Bu nedenle hanedan içinden de muhaliflerin çıkması sürpriz olmadı: “19. yüzyılın son yılında başka bir dikkate değer olay oldu: Sultan’ın ailesinden üç kişi, sürgündeki Meşrutiyetçilerin saflarına katıldı. Butlanın kayınbiraderi Damat Mahmut Celalettin Paşa, iki oğlunu, Sabahattin ve Lütfullah’ı yanına alarak Paris’e kaçtı. Bu olay yalnızca muhalefettin moralini yükseltmekle kalmadı, aynı zamanda egemen gurubun da kötü yönetimin olası sonuçlarını sonunda görmeye başladığı sanısını uyandırdı.”[12]

 

Muhalif yapı her gün biraz daha güçlenir hale geliyordu. Mutlakıyetçi iktidarların hüküm sürdüğü Rusya, Japonya ve İran’daki hareketler Osmanlı’da meşrutiyetçi harekete ciddi bir moral kaynağı oldu: 

“Genç Türkler -muhaliflere böyle deniyordu- ,Japonya’nın reform ve ilerleme örneğinden ve komşu Rusya ve İran’ın anayasal rejim kurma girişimlerinden güç alıyordu.”[13]

Bir süre sonra ordu içinde de taraftar bulup örgütlenmeye başladı. Özellikle Balkanlardaki Musevi guruplarında desteğini alan cemiyet Selanik ve Manastır’da kayda değer bir yapılanma gösterdi. Elinde silah bulunduran, Balkanlar’daki ordu mensupları, Slav, Grek, Bulgar vs Romen ulusalcı ideolojiyle mücadele edip çete savaşlarının içinde yer alırken bu ideolojiden ve çetecilikten de önemli ölçüde de etkilenmişti.

 

Ş. Süreyya Aydemir bu olayı şöyle sınıflandırır:

 

“Makedonya mücadelelerini iki safhaya ayırmak lazımdır. Birinci safha, ilk Makedonya komitelerinin teşkilatlandığı 1890’dan 1903 ihtilaline kadar sürer. Bu safhada Osmanlı subayı, sadece bir emir kuludur. Şuursuzdur.

 

Fakat bir de 1903 ihtilali ile başlayan devre var. Bu devre, 1908’de Genç Türkler ihtilaline kadar sürer. İşte bu arada Osmanlı Subayı, yeni fikirlerle silahlanır. Gizli teşkilatını kurar. O da komiteleşir. Artık hem Mekadonya komitelerine, hem kendi padişahına karşıdır.”[14]

1903 yılı gerçekten kanlı bir yıl olarak tarihe geçmişti.
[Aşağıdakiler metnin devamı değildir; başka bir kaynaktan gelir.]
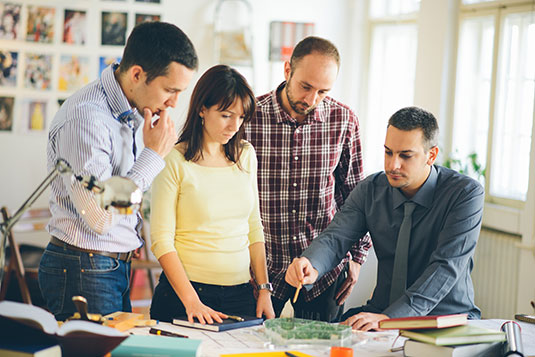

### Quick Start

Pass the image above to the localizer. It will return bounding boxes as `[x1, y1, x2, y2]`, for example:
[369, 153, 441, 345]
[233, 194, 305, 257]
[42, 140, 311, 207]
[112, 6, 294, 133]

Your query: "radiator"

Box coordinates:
[472, 228, 520, 319]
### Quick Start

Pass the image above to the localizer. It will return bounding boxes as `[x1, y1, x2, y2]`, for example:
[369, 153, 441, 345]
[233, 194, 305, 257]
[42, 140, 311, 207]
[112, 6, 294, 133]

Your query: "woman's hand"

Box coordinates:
[256, 289, 275, 319]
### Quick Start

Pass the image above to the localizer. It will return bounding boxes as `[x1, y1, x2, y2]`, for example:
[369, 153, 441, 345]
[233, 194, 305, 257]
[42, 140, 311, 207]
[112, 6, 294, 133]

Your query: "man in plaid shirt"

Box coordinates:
[246, 37, 371, 321]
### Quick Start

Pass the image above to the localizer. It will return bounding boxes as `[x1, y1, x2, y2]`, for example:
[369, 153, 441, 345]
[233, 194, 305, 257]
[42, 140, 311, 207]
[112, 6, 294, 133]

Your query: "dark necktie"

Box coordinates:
[390, 201, 416, 304]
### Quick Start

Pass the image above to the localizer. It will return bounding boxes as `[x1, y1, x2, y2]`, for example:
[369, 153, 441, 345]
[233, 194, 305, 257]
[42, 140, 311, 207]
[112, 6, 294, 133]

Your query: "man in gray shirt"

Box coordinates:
[286, 107, 484, 331]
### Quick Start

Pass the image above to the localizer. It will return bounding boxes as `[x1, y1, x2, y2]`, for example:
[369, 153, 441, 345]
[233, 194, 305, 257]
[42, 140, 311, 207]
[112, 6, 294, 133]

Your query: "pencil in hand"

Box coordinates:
[293, 282, 303, 304]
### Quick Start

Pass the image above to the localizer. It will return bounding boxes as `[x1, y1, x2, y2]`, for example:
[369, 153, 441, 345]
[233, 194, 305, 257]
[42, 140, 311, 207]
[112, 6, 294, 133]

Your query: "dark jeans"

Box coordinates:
[271, 265, 348, 322]
[150, 273, 256, 322]
[39, 243, 132, 320]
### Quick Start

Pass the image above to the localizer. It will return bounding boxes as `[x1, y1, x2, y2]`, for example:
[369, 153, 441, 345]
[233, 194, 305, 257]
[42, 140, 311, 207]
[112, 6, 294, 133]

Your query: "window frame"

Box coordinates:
[456, 0, 535, 209]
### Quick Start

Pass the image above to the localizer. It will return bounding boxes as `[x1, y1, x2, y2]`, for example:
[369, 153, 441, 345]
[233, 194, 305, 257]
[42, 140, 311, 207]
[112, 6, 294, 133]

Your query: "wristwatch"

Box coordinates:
[256, 283, 273, 293]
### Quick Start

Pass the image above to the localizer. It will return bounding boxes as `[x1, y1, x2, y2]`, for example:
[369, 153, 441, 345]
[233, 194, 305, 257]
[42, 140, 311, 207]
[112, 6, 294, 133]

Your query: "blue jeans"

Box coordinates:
[39, 243, 132, 320]
[150, 273, 256, 322]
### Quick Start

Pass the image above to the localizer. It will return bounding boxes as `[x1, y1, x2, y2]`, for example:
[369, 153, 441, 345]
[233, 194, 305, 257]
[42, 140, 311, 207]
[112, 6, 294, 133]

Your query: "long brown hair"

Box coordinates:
[177, 65, 256, 163]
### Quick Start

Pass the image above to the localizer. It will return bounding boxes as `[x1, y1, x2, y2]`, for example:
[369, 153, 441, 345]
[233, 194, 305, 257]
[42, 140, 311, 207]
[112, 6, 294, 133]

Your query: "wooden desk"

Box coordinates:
[129, 320, 535, 357]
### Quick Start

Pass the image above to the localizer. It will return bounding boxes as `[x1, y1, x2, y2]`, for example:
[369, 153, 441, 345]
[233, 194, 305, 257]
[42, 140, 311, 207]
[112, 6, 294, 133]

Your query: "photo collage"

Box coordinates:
[0, 0, 162, 135]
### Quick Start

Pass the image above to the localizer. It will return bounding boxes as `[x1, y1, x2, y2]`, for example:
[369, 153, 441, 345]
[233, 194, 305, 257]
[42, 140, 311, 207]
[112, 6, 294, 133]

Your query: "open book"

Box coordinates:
[379, 314, 468, 330]
[399, 325, 505, 346]
[0, 301, 128, 356]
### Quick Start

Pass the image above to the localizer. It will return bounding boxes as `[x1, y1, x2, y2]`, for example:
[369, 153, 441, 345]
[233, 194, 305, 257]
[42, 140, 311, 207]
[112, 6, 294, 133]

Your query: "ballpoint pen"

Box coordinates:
[149, 327, 189, 338]
[293, 282, 303, 304]
[284, 351, 299, 357]
[227, 315, 245, 322]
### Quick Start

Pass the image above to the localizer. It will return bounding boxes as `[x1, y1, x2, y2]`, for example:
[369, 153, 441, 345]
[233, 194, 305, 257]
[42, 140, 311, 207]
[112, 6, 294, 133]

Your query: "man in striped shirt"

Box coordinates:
[39, 22, 198, 320]
[246, 37, 371, 321]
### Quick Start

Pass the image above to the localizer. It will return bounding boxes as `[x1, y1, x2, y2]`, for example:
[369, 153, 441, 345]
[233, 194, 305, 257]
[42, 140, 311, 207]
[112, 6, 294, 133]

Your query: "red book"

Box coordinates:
[379, 314, 468, 330]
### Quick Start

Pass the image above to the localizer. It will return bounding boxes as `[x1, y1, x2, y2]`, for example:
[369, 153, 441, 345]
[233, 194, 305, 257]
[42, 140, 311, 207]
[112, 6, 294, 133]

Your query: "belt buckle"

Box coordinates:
[125, 250, 134, 263]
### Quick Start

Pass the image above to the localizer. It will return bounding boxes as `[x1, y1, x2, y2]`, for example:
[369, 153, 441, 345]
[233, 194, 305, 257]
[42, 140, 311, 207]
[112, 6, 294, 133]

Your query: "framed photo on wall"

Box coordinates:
[26, 6, 56, 43]
[0, 50, 19, 87]
[0, 2, 22, 40]
[24, 53, 52, 90]
[58, 55, 89, 92]
[101, 11, 127, 46]
[0, 97, 15, 131]
[22, 98, 47, 133]
[63, 9, 87, 45]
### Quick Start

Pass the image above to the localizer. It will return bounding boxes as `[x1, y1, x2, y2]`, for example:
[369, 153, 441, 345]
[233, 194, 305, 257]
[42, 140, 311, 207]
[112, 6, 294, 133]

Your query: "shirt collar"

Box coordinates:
[100, 63, 140, 126]
[392, 165, 438, 209]
[271, 81, 327, 124]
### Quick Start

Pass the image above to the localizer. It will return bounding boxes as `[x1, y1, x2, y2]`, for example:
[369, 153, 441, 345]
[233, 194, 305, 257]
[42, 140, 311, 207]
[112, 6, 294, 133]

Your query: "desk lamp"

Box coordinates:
[0, 159, 143, 285]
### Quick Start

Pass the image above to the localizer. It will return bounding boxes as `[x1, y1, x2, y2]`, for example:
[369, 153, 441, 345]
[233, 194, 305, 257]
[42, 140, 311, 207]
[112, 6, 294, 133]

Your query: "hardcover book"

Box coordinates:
[399, 325, 505, 346]
[379, 314, 468, 330]
[403, 340, 502, 357]
[173, 316, 264, 332]
[0, 301, 128, 356]
[0, 342, 61, 357]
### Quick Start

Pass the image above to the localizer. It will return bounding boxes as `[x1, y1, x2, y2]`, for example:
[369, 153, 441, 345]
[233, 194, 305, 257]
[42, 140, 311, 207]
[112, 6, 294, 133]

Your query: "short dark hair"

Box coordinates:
[388, 107, 438, 150]
[119, 22, 199, 83]
[290, 36, 340, 72]
[178, 65, 256, 164]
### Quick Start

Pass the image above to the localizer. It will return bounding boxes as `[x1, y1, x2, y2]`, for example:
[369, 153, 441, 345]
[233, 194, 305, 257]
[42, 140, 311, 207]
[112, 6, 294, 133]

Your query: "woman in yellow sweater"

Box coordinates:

Balkan halkları kendi özgürlükleri için silaha sarılıp dağa çıkınca Osmanlı ordularının ciddi bir karşı savaşıyla karşılaştılar. Farklı yöntemlerle yürütülen savaşta devlet kendi yurttaşlarının özgürlük talebini, özgürlük talep edenleri yok ederek susturmaya çalışıyordu.

 

Durumu A. N. Karacan’dan şöyle aktarmakatıdır:

 

Bu üç ayda, hükümetle çeteler arasında, tam 240 çatışma oldu. İhtilale ön safta katılan 26.500 Bulgar köylüsünden 1.000 kişi öldü veya yaralandı. İhtilalde aktif vazife alan ve isyanı idare eden komitecilerden 4.694 kişi mahvoldu. 5.122 kadının ırzına geçildi. 70.385 kişi evsiz barksız, yersiz yurtsuz kaldı.

 

Çetecilerin intihar edenlerini, kendilerini uçuruma atanlarını ve daha nicelerini de hatırlamalıdır. Mesela Hristo Uzunof’un çetesi sarılıp da ümitler kesilince, teslim olmamak için birbirlerini öldürürler.

 

Hülasa 1903 Mekadonya Bulgarları ihtilalinin hikayesi kanlıdır. Verdikleri rakamlar doğrumudur. Asker, Jandarma ve Müslüman köylüler tarafından kayıplar nelerdir? Bunları şimdi eleştirmekte fayda yoktur. Gerçek olan şuydu ki, Mekadonya’yı o şartlar içinde idare etmek ve Mekadonya’ya o şartlar içinde hakim kalmak artık mümkün değildi. Ve 1903 ihtilalinden başlıca iki netice doğdu:

 

-  Yabancı devletler işe, artık filen müdahale ettiler. Zaten ihtilalin bir gayesi buydu.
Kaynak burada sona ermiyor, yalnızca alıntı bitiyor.